The rights and wrongs

China attacks America’s human rights record

The rights and wrongs

Guantanamo: a double standard?

According to Sun Tzu, the doyen of military thinkers, you should “attack where your opponent is unprepared, appear where you are not expected.” This strategy was given a new twist recently when China appeared where few expected: attacking America’s human rights record.

“We urge the US side to reflect on its own human rights problem,” a Chinese foreign ministry spokesperson said last week.

The Chinese government gets very irate whenever the Americans criticise its own record. Indeed, its officials were pleased that Hillary Clinton kept quiet on the subject during her state visit.
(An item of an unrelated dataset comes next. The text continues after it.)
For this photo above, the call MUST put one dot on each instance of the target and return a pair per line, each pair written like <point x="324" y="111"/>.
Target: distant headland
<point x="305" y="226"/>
But tempers frayed on February 25 when the US released the ‘Human Rights Country Reports’.

These appear annually and assess human rights’ abuses across the globe. They draw an inflammatory response from China most years, but this time Beijing went a step further. To coincide with its release, the Information Office of the State Council had prepared its own report: ‘The Human Rights Record of the United States in 2008’. This was also published – across three pages – in the China Daily, the objective being to point out “the widespread human rights abuses on America’s own territory.”

Headlined ‘US, get your own house in order’, the document is mostly sourced from American newspapers; for example, quoting Washington Post (September 16, 2008) reports that one murder is committed in the US every 31 minutes, a rape every 5.8 minutes and a burglary every 14.5 seconds. Also mentioned is a Post statistic that the US has 2.3 million criminals behind bars, “more than any other nation in the world”. The overall impression one gains from reading the document is that the US has a lot of social problems, including an economy suffering from healthcare failings, growing income inequality and the rising cost of a college education.

Then again, all of these issues were raised as pressing concerns by Americans themselves during the last presidential election. Whether a convincing case is made that the US government is abusing its citizens’ human rights is less clear.

However, there is one human rights charge in the report that does bear thinking about: “The war in Iraq has led to the death of more than a million civilians, and made the same number homeless.”

It might be possible to dispute the exact numbers, but they are unquestionably large. So perhaps it is not without some grounds that the State Council’s document accuses the US of “double standards” in lecturing other countries about human rights, given its own track record in Iraq and at its interrogation facility in Guantanamo.